Spiritual Low Point

As I was driving to work the other day, I had a realization. I hate every last single thing about my job. There is not one redeeming quality about being a fast food manager. I absolutely loathe what I do for a living.

This really isn’t a revelation. I’ve known this for several months. I am just throughly trapped in this miserable existence because I need the salary and the insurance benefits carried with it. What came as a bit of a shock to me is that today I realized that I have to force myself to write.

Why is that so bad? The one way that I have seen to get out of the fast food trap is to open my own freelance writing business. That idea was the only thing in months that has given me a glimmer of hope in an otherwise worthless existence. It feels as if right now, all I do is simply exist.

With Jody’s blessing, I have spent some money to advertise said business. I have joined FaithWriters and I have joined Sologig–two websites that exist to connect freelancers with potential clients. Unfortunately, I have not created portfolios yet with these companies–neither of these companies will do anything for me until I do that simple action. Yet I find myself without motivation to do that. I barely find any purpose for getting out of bed anymore.
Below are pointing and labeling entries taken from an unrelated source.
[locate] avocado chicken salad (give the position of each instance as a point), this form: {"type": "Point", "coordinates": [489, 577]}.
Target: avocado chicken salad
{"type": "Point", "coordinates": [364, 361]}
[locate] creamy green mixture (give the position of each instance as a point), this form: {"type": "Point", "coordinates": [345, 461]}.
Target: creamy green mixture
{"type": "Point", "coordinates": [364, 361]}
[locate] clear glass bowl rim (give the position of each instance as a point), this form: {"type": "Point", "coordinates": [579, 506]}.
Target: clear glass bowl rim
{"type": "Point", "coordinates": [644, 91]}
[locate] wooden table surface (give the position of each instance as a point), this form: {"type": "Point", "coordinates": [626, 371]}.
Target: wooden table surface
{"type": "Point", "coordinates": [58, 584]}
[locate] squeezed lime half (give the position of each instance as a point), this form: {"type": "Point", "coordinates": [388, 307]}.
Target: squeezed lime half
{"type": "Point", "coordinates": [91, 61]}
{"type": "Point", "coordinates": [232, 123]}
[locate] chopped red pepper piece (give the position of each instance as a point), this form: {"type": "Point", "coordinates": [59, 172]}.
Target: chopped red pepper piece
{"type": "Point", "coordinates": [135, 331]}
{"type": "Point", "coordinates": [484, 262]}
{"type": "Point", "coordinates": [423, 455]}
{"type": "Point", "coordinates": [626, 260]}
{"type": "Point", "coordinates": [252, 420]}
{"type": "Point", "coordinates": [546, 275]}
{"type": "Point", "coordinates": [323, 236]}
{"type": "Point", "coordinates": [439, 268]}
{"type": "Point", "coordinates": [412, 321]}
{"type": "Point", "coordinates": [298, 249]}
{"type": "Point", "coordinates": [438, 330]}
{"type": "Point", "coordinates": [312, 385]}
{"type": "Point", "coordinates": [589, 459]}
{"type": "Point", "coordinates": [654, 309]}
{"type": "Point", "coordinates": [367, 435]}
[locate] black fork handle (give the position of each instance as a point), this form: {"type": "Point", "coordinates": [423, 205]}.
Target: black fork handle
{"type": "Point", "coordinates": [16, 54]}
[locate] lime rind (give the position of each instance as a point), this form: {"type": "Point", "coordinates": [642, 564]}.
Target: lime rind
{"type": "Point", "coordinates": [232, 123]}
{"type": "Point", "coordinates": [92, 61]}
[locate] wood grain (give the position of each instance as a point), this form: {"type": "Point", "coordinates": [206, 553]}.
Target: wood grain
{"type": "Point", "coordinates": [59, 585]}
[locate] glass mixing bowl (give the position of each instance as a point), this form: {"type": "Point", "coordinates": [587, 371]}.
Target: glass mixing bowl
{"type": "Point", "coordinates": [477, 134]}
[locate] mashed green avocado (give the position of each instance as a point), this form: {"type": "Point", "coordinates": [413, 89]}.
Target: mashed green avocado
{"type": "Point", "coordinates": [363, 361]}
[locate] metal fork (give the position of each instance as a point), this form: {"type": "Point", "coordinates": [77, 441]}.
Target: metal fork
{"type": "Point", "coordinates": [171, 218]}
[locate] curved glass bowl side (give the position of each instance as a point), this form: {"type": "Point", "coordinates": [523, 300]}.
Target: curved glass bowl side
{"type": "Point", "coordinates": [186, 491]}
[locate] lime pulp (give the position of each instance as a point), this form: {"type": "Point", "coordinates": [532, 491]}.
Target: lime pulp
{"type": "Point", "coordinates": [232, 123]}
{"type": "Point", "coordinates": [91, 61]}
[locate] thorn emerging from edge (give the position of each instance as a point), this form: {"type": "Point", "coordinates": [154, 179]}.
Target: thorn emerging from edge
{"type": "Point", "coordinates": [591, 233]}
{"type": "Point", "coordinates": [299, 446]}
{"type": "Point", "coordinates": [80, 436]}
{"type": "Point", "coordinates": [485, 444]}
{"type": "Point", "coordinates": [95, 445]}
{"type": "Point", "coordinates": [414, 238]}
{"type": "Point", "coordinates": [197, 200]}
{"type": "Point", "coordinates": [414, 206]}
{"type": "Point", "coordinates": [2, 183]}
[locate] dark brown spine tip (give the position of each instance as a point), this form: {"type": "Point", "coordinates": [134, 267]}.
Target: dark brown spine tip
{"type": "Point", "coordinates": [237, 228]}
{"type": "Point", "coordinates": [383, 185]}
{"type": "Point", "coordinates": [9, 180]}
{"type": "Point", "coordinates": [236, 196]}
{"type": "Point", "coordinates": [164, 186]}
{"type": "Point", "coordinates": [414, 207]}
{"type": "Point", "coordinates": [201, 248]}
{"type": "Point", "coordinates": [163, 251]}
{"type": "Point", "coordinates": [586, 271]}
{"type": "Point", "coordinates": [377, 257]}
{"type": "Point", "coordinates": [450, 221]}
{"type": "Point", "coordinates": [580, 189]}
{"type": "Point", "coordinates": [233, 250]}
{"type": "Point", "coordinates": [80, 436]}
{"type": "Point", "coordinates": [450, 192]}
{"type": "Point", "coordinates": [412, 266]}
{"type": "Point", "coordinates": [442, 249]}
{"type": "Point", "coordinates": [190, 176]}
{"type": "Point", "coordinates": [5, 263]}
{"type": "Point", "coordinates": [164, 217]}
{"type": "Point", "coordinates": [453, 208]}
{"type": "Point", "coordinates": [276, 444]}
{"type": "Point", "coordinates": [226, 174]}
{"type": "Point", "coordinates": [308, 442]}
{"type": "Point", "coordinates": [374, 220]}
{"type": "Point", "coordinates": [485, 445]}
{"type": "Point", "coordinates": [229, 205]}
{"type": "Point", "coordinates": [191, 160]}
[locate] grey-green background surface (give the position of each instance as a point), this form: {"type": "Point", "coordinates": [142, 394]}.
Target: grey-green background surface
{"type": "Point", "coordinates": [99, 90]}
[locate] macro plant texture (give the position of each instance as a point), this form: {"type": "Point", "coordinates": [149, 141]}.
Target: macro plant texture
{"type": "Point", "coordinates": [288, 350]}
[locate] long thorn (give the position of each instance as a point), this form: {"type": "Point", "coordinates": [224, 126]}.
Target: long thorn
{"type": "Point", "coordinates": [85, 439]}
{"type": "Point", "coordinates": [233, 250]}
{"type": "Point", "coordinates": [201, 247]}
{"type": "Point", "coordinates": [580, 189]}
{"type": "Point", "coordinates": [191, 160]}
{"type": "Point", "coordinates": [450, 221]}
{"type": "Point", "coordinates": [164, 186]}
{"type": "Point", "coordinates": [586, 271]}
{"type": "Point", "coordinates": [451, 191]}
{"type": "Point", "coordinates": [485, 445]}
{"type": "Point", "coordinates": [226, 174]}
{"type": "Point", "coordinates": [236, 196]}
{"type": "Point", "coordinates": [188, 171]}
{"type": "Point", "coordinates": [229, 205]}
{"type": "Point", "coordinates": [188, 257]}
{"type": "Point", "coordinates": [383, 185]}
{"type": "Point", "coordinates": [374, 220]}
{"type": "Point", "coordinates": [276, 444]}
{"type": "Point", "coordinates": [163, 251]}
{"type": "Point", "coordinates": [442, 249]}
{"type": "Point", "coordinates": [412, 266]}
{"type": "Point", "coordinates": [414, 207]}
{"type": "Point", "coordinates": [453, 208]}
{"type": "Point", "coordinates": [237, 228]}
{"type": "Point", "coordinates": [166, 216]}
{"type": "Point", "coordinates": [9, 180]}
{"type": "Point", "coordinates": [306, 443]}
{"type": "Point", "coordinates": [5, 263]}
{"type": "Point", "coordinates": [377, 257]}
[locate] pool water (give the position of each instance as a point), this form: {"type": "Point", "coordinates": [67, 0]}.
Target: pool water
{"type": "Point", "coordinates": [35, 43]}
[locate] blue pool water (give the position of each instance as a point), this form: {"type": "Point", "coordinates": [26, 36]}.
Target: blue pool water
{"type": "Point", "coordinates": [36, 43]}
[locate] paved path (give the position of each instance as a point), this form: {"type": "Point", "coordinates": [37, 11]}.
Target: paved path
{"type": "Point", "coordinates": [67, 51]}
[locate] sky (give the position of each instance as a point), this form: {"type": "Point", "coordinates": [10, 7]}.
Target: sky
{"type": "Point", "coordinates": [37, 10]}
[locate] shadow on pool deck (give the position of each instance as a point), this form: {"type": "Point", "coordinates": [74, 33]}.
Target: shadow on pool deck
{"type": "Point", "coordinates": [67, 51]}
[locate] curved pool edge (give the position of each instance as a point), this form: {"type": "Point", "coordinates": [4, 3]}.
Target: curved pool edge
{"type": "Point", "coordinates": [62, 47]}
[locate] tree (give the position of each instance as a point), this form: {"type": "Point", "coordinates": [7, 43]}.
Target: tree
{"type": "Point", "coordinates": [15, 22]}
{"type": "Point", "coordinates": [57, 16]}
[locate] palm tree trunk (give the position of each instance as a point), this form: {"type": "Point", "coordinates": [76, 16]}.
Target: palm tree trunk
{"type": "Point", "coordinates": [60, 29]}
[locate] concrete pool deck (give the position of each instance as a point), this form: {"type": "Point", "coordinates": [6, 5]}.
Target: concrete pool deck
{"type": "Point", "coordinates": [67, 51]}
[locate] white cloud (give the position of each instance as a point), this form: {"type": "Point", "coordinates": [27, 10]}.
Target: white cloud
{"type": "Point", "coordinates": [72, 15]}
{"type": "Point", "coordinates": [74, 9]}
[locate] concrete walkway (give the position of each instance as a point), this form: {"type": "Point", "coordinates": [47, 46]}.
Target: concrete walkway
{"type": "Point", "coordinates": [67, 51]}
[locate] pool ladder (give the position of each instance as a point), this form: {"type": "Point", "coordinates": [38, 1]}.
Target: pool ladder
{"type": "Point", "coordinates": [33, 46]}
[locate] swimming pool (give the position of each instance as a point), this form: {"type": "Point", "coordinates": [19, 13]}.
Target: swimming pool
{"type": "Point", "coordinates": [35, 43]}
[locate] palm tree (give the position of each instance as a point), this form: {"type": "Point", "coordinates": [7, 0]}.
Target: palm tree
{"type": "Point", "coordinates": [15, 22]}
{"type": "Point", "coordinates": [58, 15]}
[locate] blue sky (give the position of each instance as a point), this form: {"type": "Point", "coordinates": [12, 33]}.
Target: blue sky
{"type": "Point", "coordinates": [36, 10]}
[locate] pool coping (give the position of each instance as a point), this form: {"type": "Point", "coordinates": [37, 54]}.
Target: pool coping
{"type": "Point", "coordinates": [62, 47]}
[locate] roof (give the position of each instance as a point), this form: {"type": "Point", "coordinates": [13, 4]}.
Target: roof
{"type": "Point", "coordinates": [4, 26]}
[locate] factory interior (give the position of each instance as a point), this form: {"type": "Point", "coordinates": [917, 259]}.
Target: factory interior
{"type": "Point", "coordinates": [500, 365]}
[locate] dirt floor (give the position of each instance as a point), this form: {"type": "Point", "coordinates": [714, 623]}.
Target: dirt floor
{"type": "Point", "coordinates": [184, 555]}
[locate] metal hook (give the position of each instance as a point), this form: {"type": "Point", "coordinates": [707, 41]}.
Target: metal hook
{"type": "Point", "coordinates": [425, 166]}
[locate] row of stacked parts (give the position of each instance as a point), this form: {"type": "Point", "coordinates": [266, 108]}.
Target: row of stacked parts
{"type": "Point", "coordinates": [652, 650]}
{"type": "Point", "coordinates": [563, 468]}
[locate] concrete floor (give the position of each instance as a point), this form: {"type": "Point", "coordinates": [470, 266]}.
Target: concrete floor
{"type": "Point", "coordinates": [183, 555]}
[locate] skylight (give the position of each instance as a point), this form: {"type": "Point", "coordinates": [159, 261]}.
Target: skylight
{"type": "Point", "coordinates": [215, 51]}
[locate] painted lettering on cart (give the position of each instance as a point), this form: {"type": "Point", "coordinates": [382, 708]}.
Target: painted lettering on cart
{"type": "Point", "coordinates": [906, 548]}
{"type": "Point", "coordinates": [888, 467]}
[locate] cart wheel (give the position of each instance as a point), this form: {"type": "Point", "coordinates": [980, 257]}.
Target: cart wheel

This is the same place I was in two years ago right before I quit Wendy’s. On some level, I knew that I would end up back here; I just never figured that it would be so soon.

I’m leveling with everyone who reads this for a few reasons. First, I promise all kinds of articles that never materialize. This is the main reason why. Second, I want everyone to understand the depression and the cycle that it creates. Finally, I wanted to lay the groundwork for this announcement:

Effective immediately, for an as yet undetermined time period, the apologetics on this site will focus on orthodox or abberrant theologies. I will stay away from giving answers for atheists because I do not feel spiritually strong enough to resist the siren’s call of no accountability to God that atheism presents. The arguments presented on God is Imaginary were not without some merit. This is a very dangerous line of thought that I have no desire to follow to its inevitable conclusion.

The articles for God is Imaginary will stay up, but I will not add to them except in a “I have nothing for the stinkin’ website and I’m desperate!” situation.  Perhaps after I get over this rough patch in my life, I will start adding some additional articles.

For now, I will focus on heresy and orthodoxy. In both of those, a theistic worldview is presented and there is no argument against the existence of God.

The new list of potential topics to cover looks a bit like this:

  • Examination of open theism – there may be some truths contained herein, but the God of open theism cannot be trusted
  • Examination/refutation of probabilistic prophecy – thank you, John Sanders
  • Study of Romans 9 and Calvinism/Reformed Theology – J.P. Holding at Tekton has presented a very good case against the one James White has presented
  • Examination of the Word-Faith Movement (headed by Ken Copeland, Joel Osteen, and Benny Hinn)
  • Examination of Prosperity Theology – a variation on Word-Faith that a friend at work had experienced, and turned her away from the faith for a while

Pretty much looks like the old list with the God is Imaginary material removed.

I still plan to have a domain name by the first of the year.  It’ll be something I buy with Christmas money that I will undoubtedly receive from my family.

I will also continue my lively debate with Geocreationism.   I’m also going to take a closer look at his (?) site.  I know I’ve personally been seeking a model of creation that agrees with the science rather than a model that opposes the science.  It would be nice if science and religion could actually get along someday!

Apologists should be able to pick a side and defend it.  But here, I’m just not sure.  On one hand, it sounds like a fun concept.  The Left Behind world, though theologically misguided, is a rockin’ good world to immerse yourself in.  A video game is long overdue.  On the other hand, is this really the impression we want to give an outsider?  That if you don’t convert to Christianity, we’re going to kill you in the aftermath of the eventual war that ends all wars?  People already consider Christianity intolerant because of our belief that only calling on Jesus will save you.  I don’t think that it is a good idea to create a video game with the ultimate goal of building a Christian theocracy; this is going to give unbelievers the wrong impression.

That makes them harder to evangelize.

Finally, Paul Barnes will be in my prayers.  He resigned his ministry, the one he founded in his own basement and God built to huge megachurch, over his homosexual behavior.  It was brave of him to come out of the closet and get the thorn in his flesh exposed.  I pray for his family, and his congregation, that they will be able to put this shock behind them and begin the healing process.